Boy, I’d forgotten some of those chilling chestnuts, especially, “We can’t drive our SUVs and eat as much…” and (gist of quote): EVERY country thinks they’re exceptional!

He has Got To Go.

“Micro-housing”? Is that they call it now? I did that for a while about 12-13 years ago, when I was cut from full-time to part-time and couldn’t afford rent anymore(the DotCom bubble, remember that?). It was an improvement over sleeping in my car…

Tim McCormick’s story is indicative of the fierce competition for living space in such a lovely area where a great many wealthy people have congregated, so it doesn’t, in itself, illustrate economic decline. You could find stories like that when lots of people were building McMansions not far away.
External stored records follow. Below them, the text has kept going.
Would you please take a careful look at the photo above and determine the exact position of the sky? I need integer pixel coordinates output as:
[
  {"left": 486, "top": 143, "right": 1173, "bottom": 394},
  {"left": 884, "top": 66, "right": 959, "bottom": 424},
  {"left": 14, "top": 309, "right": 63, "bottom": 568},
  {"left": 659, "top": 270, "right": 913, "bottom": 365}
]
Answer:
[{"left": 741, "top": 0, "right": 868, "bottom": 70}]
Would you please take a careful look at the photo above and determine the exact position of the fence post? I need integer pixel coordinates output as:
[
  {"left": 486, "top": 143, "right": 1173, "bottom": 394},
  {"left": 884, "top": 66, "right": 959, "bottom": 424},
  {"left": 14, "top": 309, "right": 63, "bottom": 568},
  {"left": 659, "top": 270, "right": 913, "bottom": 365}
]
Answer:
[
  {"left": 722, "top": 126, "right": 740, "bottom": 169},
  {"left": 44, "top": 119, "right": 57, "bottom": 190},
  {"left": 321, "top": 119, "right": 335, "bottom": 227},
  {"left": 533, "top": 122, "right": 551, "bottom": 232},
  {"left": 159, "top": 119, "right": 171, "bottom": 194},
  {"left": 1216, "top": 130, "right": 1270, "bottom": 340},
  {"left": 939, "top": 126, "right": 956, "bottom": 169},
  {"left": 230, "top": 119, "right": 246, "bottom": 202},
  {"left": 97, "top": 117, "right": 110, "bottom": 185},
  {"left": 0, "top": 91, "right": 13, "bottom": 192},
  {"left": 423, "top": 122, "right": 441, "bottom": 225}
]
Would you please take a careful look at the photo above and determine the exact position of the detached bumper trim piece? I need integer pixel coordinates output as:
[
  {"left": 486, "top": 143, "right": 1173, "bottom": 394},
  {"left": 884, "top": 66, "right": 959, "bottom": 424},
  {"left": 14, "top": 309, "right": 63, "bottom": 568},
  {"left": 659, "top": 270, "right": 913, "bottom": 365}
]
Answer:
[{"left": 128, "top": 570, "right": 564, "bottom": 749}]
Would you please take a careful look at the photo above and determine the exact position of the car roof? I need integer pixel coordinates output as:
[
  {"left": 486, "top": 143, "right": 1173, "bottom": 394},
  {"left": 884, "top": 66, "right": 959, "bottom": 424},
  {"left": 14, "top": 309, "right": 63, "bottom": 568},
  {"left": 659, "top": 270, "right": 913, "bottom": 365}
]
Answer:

If a larger shift from supersizing to downsizing can be found in less affluent parts of the country, that’s news.

TrooperJohnSmith | October 21, 2012 at 12:29 pm

To most Obama supporters, a reduced living space is called a jail cell.

Obama has accomplished more than I would have thought. It just shows that it is far easier to destroy, than to create.

My living room is bigger.

It’s a metaphor for a war against largeness is all respects — of spirit, freedom, intellect, individuality, dreams, ambition — of Americanism. A nation that thinks large along lines of freedom and the individual — how could such a thing possibly be good for the Left, for the State. A nation that thinks small, that contracts itself into smaller spaces of the mind and of matter, and looks up with increasing powerlessness and fear to the sustaining benefaction of the State — that is what the State wants. It was an inherent contradiction, even a categorical impossibility, for Barack Obama in 2008 to have wanted America to succeed and grow, or to have done anything to improve the economy. Why would he do that? How would that help his cause? More prosperous and empowered Americans doing well for themselves, buying more things, expanding their businesses, succeeding in the marketplace rather than depending on the government for subsistence? The government becoming less important to people’s lives? To a Statist, that is self-canceling. We’re on the road to East Germany circa 1960. The all-powerful State; the broken and supplicant citizen who has little, and dreams only of holding on to what little he has.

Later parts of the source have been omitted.